The function of advertising is to market products and services to potential buyers in an effective and persuasive manner.

The goal of advertising is to develop awareness and recall of a product or service, and/or to build a distinctive corporate image for an advertiser.
 
The seller determines what is to be advertised. The medium (WRITERS' Journal) carries the message about the product or service to the attention of potential buyers.

Though there is no question that online searches are becoming more popular among consumers, what exactly triggers those consumers to search online? In a recent analysis of BIGresearch’s Simultaneous Media Survey (SIMM 9) conducted for the Retail Advertising and Marketing Association (RAMA), consumers say they take cues from traditional advertising to determine when and where to search for merchandise online.

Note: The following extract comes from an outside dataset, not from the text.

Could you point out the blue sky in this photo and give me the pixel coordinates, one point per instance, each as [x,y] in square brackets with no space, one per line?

Consumers said that they were most motivated to begin an online search after viewing advertisements in magazines (47.2%), newspapers (42.3%), on TV (42.8%) and from reading articles (43.7%).

From minonline.com
Magazine Ads More Effective Than Internet Ads

Thursday, April 2, 2009

According to a new study by McPheters & Company, conducted in tandem with Condé Nast and CBS Vision, TV and magazine ads are far more effective in delivering ROI and consumer recall than Internet ads. This lends further fuel to the notion that TV, and especially magazines, as advertising platforms should not be counted out by marketers in favor of the hotter digital realm. To provide comparable measures of ad effectiveness across multiple media, the study examined 30-second TV ads, full-page four-color magazine ads and Internet ads in standard sizes.

Among the major findings were:
·  Within a half hour, magazines effectively delivered more than twice the number of ad impressions as TV and more than 6 times those delivered online;
·  Though TV doesn't deliver as many ads per half hour as do magazines, net recall of TV ads was almost twice that of magazine ads; magazines in turn had ad recall almost three times that of Internet banner ads;
·  Among Web users, 63% of banner ads were not seen. Respondents' eyes passed over 37% of the Internet ads and stopped on slightly less than a third;
·  For Internet ads, almost all net recall could be attributed to ads that were seen.

"Because different media deliver ad impressions at vastly different rates, this study provides clear evidence that time spent with a media does not translate into value for advertisers," said Condé Nast SVP of research Scott McDonald in a statement announcing the results of the study. "It also indicates that magazine advertising is undervalued relative to its effectiveness."